Кабинет свой Колчин любил. Здесь все налажено по его личному усмотрению. Квартиру их на Первой Мещанской супруга обустраивала по собственным картинкам о счастливой семейной жизни. И верно, счастье жило в их доме. На службе же инженер сам себе хозяин. Был. Кабинет во втором этаже, окнами выходит на южную сторону и глядит на внутреннюю территорию станции. Все здания наперечет, дорожки и клумбы между ними четко расчерчивают площадь перед конторой, каланчой-котельной, казармами и цехами. За каланчой виднеются красно-кирпичные, такие же, как и станционные, здания Бахрушинского приюта, золотится крест домового приютского храма – церкви Живоначальной Троицы, а уж за церквой гребенкой торчит лес, соединяя Сокольничью рощу с Лосиным островом.

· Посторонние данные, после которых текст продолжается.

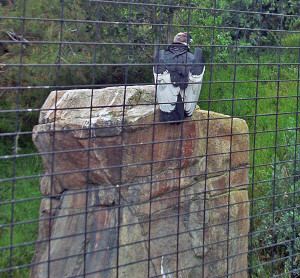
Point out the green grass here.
[0,0,300,278]
[0,144,43,277]
[200,36,300,277]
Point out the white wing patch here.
[181,67,205,116]
[153,70,180,113]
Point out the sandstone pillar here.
[30,86,249,278]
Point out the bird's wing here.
[184,66,205,116]
[153,70,180,113]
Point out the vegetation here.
[0,0,300,277]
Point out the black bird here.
[153,32,205,122]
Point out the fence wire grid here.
[0,0,300,278]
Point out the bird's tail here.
[159,94,184,124]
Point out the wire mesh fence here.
[0,0,300,277]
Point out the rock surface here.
[30,86,249,277]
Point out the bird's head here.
[174,32,193,45]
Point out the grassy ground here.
[0,33,300,277]
[0,144,43,277]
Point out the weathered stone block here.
[30,86,249,277]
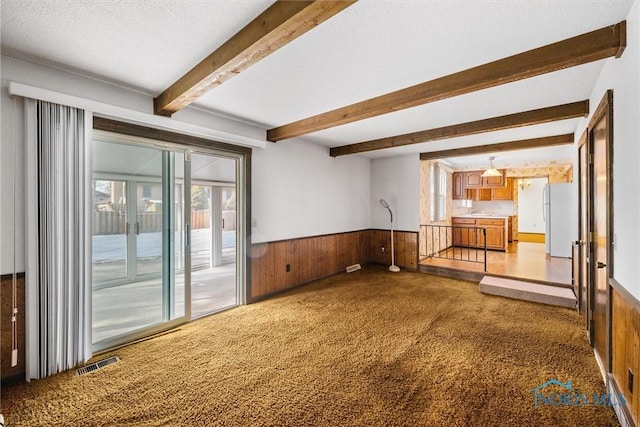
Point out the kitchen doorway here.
[518,177,549,245]
[589,90,613,375]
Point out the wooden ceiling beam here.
[153,0,355,116]
[420,133,573,160]
[267,21,626,142]
[329,100,589,157]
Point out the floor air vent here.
[76,356,120,375]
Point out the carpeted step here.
[480,276,576,308]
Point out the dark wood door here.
[589,92,612,372]
[575,132,592,336]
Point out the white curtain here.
[25,99,92,380]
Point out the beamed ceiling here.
[1,0,633,167]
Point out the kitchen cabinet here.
[452,170,513,201]
[491,178,513,200]
[464,171,482,189]
[453,172,466,200]
[480,173,505,188]
[476,219,506,250]
[451,217,511,251]
[451,217,477,247]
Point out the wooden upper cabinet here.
[491,178,513,200]
[465,188,491,201]
[464,171,482,188]
[453,172,465,200]
[482,169,505,188]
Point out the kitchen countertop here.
[453,214,513,219]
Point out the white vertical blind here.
[26,100,92,380]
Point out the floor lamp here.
[380,199,400,273]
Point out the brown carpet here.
[2,267,618,426]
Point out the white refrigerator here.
[542,183,578,258]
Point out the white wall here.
[251,139,370,243]
[576,1,640,298]
[0,56,265,274]
[370,154,420,232]
[518,178,548,234]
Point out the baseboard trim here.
[518,231,545,243]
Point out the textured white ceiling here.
[2,0,633,166]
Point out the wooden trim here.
[93,116,251,155]
[153,0,355,116]
[254,228,370,245]
[588,89,613,129]
[420,133,573,160]
[578,128,589,148]
[609,277,640,311]
[267,21,626,142]
[329,100,589,157]
[518,231,546,243]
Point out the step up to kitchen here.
[480,276,576,308]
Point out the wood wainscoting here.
[610,279,640,426]
[367,230,418,270]
[247,230,418,302]
[0,273,26,382]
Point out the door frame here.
[575,129,593,334]
[587,89,614,379]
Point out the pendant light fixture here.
[482,156,502,176]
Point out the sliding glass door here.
[92,141,185,346]
[191,153,238,317]
[92,132,242,350]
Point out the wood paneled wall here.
[0,273,25,381]
[611,281,640,425]
[368,230,418,270]
[248,230,418,302]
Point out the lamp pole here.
[380,199,400,273]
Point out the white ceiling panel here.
[1,0,633,166]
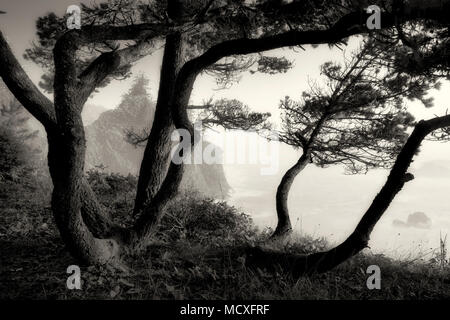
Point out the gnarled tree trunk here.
[271,152,310,238]
[134,33,183,214]
[247,116,450,276]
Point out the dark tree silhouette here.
[273,42,435,237]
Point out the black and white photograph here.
[0,0,450,310]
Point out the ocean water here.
[224,139,450,259]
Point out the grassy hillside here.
[0,172,450,299]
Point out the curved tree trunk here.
[271,152,310,238]
[133,24,184,214]
[247,116,450,276]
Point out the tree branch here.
[0,31,56,129]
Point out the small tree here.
[273,42,432,237]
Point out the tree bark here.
[271,152,310,238]
[246,116,450,277]
[134,33,183,214]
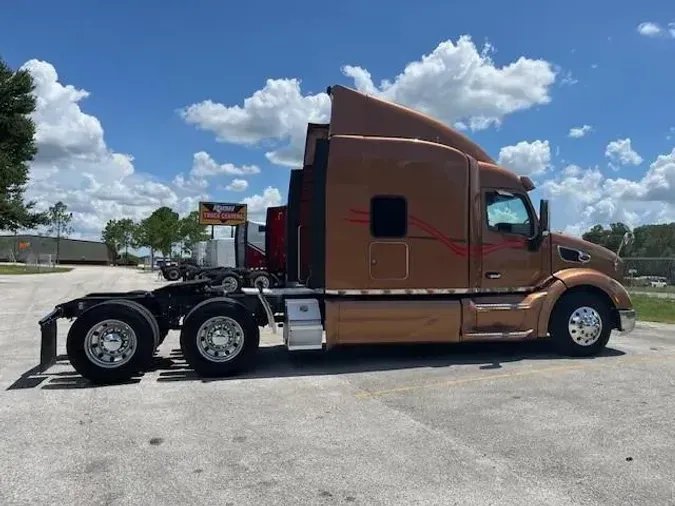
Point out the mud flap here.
[39,309,61,373]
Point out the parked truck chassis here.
[39,280,635,384]
[35,86,636,383]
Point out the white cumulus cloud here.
[567,125,593,139]
[605,138,642,165]
[541,149,675,235]
[497,140,551,176]
[16,59,281,240]
[179,35,556,170]
[637,21,664,37]
[225,179,248,192]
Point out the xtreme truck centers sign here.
[199,202,247,226]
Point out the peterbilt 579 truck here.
[40,86,636,383]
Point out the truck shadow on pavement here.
[7,341,625,390]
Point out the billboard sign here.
[199,202,247,226]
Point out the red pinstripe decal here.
[346,209,525,256]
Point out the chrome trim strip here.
[618,309,637,334]
[464,329,534,339]
[257,289,277,334]
[474,304,531,312]
[324,286,536,295]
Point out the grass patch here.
[631,295,675,323]
[0,265,73,275]
[626,285,675,293]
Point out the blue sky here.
[0,0,675,235]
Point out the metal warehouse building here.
[0,235,112,265]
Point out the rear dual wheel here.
[180,299,260,377]
[66,300,160,384]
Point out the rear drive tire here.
[111,299,162,349]
[180,300,260,377]
[164,267,181,281]
[212,272,244,293]
[66,301,155,384]
[249,272,272,289]
[549,292,612,357]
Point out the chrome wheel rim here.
[222,276,239,292]
[567,306,602,346]
[84,320,138,369]
[197,316,244,362]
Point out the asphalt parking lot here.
[0,267,675,506]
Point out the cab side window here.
[485,190,534,237]
[370,195,408,239]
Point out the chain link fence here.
[622,257,675,297]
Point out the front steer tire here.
[549,292,612,357]
[180,300,260,378]
[66,301,156,384]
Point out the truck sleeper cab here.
[35,86,635,382]
[284,86,635,355]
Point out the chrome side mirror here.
[616,231,635,256]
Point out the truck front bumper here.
[619,309,637,334]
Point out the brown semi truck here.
[40,86,636,382]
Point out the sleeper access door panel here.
[326,136,470,290]
[368,241,409,281]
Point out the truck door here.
[480,188,543,291]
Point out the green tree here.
[581,222,630,256]
[47,200,73,264]
[132,206,180,257]
[117,218,136,259]
[101,220,124,260]
[179,211,211,253]
[0,59,47,232]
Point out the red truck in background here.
[160,206,287,292]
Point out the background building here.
[0,235,112,265]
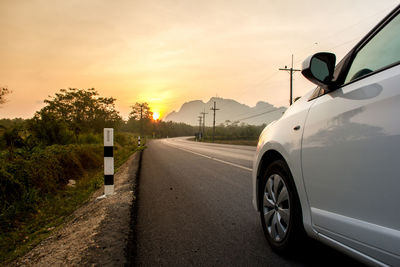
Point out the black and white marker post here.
[104,128,114,196]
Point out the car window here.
[345,12,400,83]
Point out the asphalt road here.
[135,138,358,266]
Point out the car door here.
[302,9,400,265]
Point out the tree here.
[0,87,11,104]
[34,88,122,135]
[129,102,153,120]
[128,102,153,135]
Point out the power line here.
[279,55,301,105]
[236,109,281,121]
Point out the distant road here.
[136,138,357,266]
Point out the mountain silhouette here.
[163,97,286,126]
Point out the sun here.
[153,112,160,121]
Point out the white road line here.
[162,142,253,172]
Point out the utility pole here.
[200,109,208,135]
[210,101,219,143]
[279,55,301,105]
[198,116,203,140]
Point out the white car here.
[253,6,400,266]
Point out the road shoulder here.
[12,152,140,266]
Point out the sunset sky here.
[0,0,398,118]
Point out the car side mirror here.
[301,52,336,89]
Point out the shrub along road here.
[11,153,139,266]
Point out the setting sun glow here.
[153,112,160,121]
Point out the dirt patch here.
[11,153,140,266]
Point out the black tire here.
[259,160,306,254]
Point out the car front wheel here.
[260,160,305,252]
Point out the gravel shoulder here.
[11,152,141,266]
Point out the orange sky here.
[0,0,398,118]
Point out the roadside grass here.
[0,135,138,265]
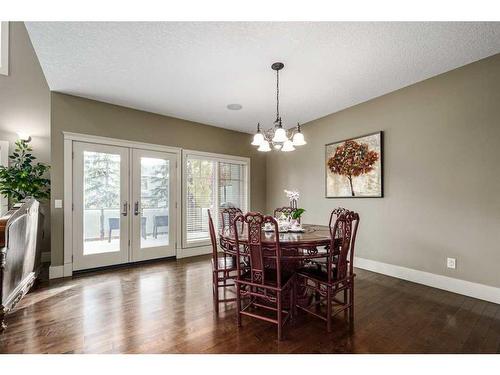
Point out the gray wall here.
[267,55,500,287]
[51,92,266,266]
[0,22,50,251]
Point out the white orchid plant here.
[284,189,306,220]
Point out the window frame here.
[0,21,9,76]
[181,150,251,249]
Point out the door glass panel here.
[83,151,121,255]
[140,157,170,248]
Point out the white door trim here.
[0,141,9,214]
[60,132,182,278]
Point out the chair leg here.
[236,283,241,327]
[349,280,354,329]
[277,292,283,341]
[326,287,332,332]
[0,310,7,333]
[212,271,219,315]
[344,289,349,320]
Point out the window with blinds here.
[184,154,248,247]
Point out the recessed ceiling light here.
[227,103,243,111]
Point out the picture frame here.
[324,131,384,198]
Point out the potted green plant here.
[0,138,50,209]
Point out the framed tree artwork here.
[325,131,383,198]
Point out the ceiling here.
[26,22,500,132]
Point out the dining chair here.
[208,210,237,315]
[273,207,300,223]
[233,212,295,341]
[219,207,243,251]
[297,211,359,332]
[220,207,243,230]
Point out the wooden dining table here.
[220,224,330,265]
[219,224,337,306]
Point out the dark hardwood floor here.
[0,257,500,353]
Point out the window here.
[0,21,9,76]
[183,151,250,247]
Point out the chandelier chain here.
[276,70,280,122]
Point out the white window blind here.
[184,154,248,247]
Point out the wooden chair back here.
[233,212,281,288]
[208,210,218,266]
[327,210,359,282]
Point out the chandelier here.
[251,62,307,152]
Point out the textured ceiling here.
[26,22,500,132]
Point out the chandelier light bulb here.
[281,139,295,152]
[292,133,307,146]
[257,141,271,152]
[273,127,288,143]
[252,131,264,146]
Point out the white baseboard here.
[42,251,50,263]
[176,246,212,259]
[49,266,64,280]
[49,263,73,280]
[354,257,500,304]
[63,263,73,277]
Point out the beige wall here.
[52,92,266,266]
[0,22,50,251]
[267,55,500,287]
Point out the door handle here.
[122,202,128,216]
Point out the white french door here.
[73,142,177,270]
[131,149,177,261]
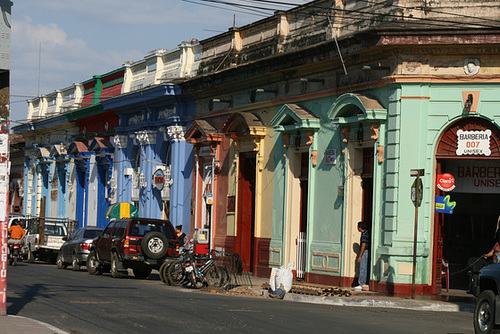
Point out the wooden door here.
[236,152,256,271]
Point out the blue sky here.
[10,0,307,122]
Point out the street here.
[7,262,473,334]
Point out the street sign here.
[411,178,424,206]
[410,169,424,176]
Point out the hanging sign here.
[456,130,491,156]
[153,168,165,191]
[437,173,455,191]
[446,159,500,194]
[411,178,424,206]
[205,194,214,205]
[436,195,457,215]
[325,149,337,165]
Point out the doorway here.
[236,152,256,272]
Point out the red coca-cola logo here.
[437,173,455,191]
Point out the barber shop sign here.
[456,130,491,156]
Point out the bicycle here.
[167,250,229,289]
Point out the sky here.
[10,0,307,126]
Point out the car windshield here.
[45,224,66,236]
[83,230,102,239]
[129,221,175,239]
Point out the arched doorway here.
[433,117,500,293]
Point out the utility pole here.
[0,0,13,316]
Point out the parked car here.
[56,226,104,271]
[87,218,179,278]
[471,263,500,333]
[23,218,68,263]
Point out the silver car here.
[56,226,103,271]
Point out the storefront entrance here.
[434,117,500,293]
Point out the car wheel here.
[71,254,80,271]
[56,252,67,269]
[167,261,186,286]
[132,267,151,279]
[141,232,169,260]
[110,253,123,278]
[474,290,495,334]
[27,248,35,263]
[87,251,102,275]
[205,265,229,288]
[158,261,172,284]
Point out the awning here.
[104,202,137,219]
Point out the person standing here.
[354,222,370,291]
[175,225,189,251]
[7,222,26,245]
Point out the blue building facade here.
[102,84,195,225]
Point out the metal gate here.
[297,232,307,279]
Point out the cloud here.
[11,16,143,119]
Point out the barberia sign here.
[449,160,500,194]
[456,130,491,156]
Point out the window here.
[113,221,128,238]
[102,221,115,237]
[71,228,82,240]
[148,62,156,73]
[83,230,102,239]
[129,221,175,239]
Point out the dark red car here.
[87,218,179,278]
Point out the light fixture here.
[464,94,474,112]
[208,99,233,111]
[361,65,391,71]
[356,123,363,146]
[165,166,174,187]
[300,78,325,84]
[139,173,147,188]
[295,131,301,151]
[250,88,278,103]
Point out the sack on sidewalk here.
[271,262,295,292]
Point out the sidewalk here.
[0,277,475,334]
[0,315,67,334]
[252,277,476,313]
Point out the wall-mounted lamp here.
[214,160,220,174]
[139,173,147,188]
[208,99,233,111]
[300,78,325,84]
[356,123,363,146]
[464,94,474,112]
[300,78,325,93]
[361,65,391,71]
[295,131,301,151]
[250,88,278,103]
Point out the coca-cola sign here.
[437,173,455,191]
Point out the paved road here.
[7,263,473,334]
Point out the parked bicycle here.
[166,250,229,289]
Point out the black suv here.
[471,263,500,333]
[87,218,179,278]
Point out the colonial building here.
[181,1,499,293]
[13,0,500,294]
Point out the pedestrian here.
[175,225,189,251]
[354,222,370,291]
[483,237,500,263]
[7,222,26,245]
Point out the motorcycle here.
[8,244,21,266]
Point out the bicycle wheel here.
[205,266,228,288]
[167,261,186,286]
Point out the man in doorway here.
[354,222,370,291]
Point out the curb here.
[253,289,475,313]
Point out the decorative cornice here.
[113,135,128,148]
[135,130,156,146]
[167,125,186,141]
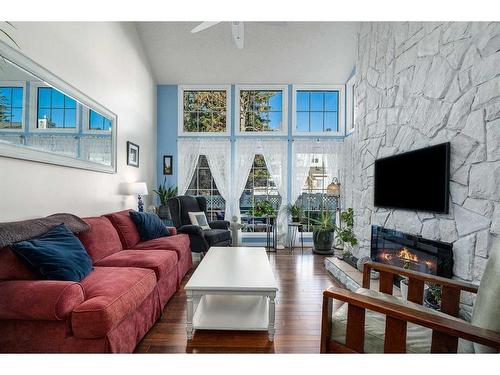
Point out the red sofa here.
[0,210,192,353]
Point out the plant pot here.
[158,206,172,220]
[313,230,335,255]
[399,279,408,299]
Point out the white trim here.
[177,85,231,137]
[292,84,345,137]
[234,85,288,137]
[345,74,356,135]
[0,41,117,173]
[0,81,27,133]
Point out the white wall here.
[0,22,156,221]
[344,22,500,320]
[137,22,358,84]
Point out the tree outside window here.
[183,90,227,133]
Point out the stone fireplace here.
[370,225,453,278]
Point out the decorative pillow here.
[129,211,170,241]
[10,224,92,282]
[188,212,210,230]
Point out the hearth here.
[371,225,453,278]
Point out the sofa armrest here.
[0,280,85,320]
[177,225,203,237]
[208,220,230,229]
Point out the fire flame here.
[398,247,418,262]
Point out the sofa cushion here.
[129,211,170,241]
[0,247,39,280]
[71,267,157,338]
[0,280,84,320]
[203,229,231,245]
[105,210,141,249]
[78,216,123,263]
[96,250,178,280]
[134,234,191,259]
[11,224,92,281]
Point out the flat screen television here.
[374,142,450,214]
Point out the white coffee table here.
[185,247,278,341]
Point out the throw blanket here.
[0,214,90,249]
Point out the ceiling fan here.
[191,21,245,49]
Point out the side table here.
[287,222,304,254]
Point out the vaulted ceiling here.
[136,22,358,84]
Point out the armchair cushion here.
[331,288,470,353]
[208,220,230,230]
[177,225,203,237]
[203,229,231,246]
[0,280,84,320]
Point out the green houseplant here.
[248,200,276,217]
[311,210,336,255]
[153,177,177,220]
[287,204,302,223]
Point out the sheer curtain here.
[257,141,288,246]
[177,139,201,195]
[200,140,233,221]
[322,141,344,183]
[290,141,317,204]
[233,140,256,223]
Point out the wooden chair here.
[321,239,500,353]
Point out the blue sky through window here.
[37,87,76,128]
[0,86,23,129]
[296,90,339,133]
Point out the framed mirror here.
[0,42,117,173]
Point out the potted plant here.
[287,204,302,223]
[335,208,358,258]
[153,177,177,220]
[425,284,441,310]
[311,210,336,255]
[248,200,276,217]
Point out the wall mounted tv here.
[374,142,450,213]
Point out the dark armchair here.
[168,195,231,253]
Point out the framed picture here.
[163,155,173,175]
[127,142,139,167]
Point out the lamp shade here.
[127,182,148,195]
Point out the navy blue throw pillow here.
[129,211,170,241]
[10,224,92,282]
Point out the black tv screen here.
[374,143,450,213]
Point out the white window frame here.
[292,84,345,137]
[345,74,356,135]
[234,85,288,137]
[177,85,231,137]
[29,81,81,134]
[0,81,27,133]
[81,106,115,135]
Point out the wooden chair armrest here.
[363,262,478,293]
[322,287,500,350]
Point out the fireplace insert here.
[371,225,453,278]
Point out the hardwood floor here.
[136,249,339,353]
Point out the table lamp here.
[128,182,148,212]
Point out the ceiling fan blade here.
[231,22,245,49]
[191,21,221,34]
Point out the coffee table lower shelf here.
[188,294,274,341]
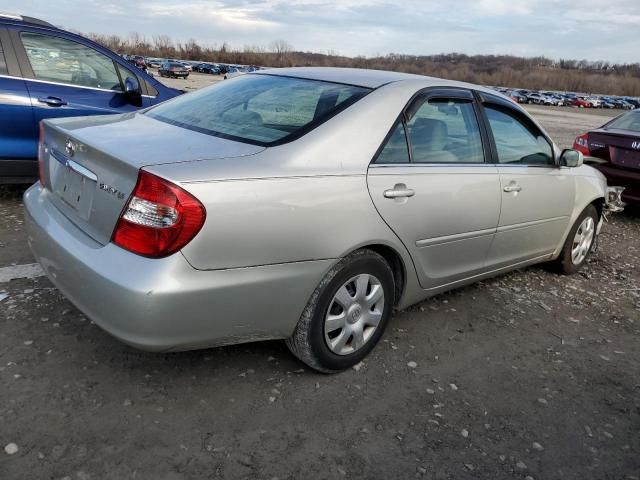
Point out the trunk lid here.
[41,113,264,245]
[589,129,640,170]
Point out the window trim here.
[369,86,493,168]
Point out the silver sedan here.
[25,68,616,372]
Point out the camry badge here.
[64,138,76,157]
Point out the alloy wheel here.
[571,216,596,265]
[324,273,384,355]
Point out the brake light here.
[38,122,47,186]
[111,170,206,258]
[573,133,591,155]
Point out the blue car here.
[0,14,182,183]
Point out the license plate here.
[49,150,97,220]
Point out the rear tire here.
[555,205,599,275]
[286,249,395,373]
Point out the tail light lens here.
[112,170,206,258]
[573,133,591,155]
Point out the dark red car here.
[573,109,640,205]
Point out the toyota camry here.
[25,68,619,372]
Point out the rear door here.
[368,89,500,289]
[0,27,37,169]
[483,94,576,268]
[11,27,138,125]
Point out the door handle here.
[503,183,522,193]
[38,97,67,107]
[383,183,416,198]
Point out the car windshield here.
[606,111,640,133]
[147,74,370,146]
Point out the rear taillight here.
[38,122,47,186]
[573,133,591,155]
[112,170,206,258]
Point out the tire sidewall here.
[309,254,395,370]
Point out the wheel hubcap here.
[571,217,596,265]
[324,274,384,355]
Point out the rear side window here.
[605,111,640,132]
[485,105,554,165]
[147,75,370,146]
[407,98,484,163]
[374,122,410,163]
[20,32,122,91]
[0,38,7,75]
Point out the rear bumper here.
[594,164,640,205]
[0,158,38,184]
[24,184,333,351]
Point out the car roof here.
[254,67,448,88]
[0,12,59,30]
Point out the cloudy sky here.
[5,0,640,63]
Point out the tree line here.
[86,32,640,96]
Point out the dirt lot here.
[0,91,640,480]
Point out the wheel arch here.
[345,243,408,307]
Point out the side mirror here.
[560,148,584,168]
[124,77,142,107]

В кабинете минимум мебели: стол с сукном на витых ножках, два стула, кресло, шкаф, диван, обтянутый кожей. В левом углу у окна винный бар в виде глобуса на массивной полуметровой опоре, в правом – чучело медведя-шатуна, на именины дарили пермские друзья-охотники. Колчин любил вертеть шарик-глобус, когда задумывался. Тот, полный напитков, сначала тяжело набирал ход, после все быстрее вращался, так же быстро заставляя крутиться за собою и мысль инженера. Пил инженер редко, угощенье держал больше для важных посетителей. К чучелу звериному поначалу плохо относился, сам не любитель охоты, но потом привык и даже полюбил Топтыгина за мудрый взгляд стеклянных глаз. За медведем притулился металлический сейф, ключи от какого сданы в местный комитет разом с круглой печатью. Вот вам скипетр и держава, властвуйте. Теперь глобус пустует. Содержимое экспроприировали местные предводители и тут же опробовали, можно ли присовокупить к достоянию красной власти. Но пока пробовали, прибыток и закончился.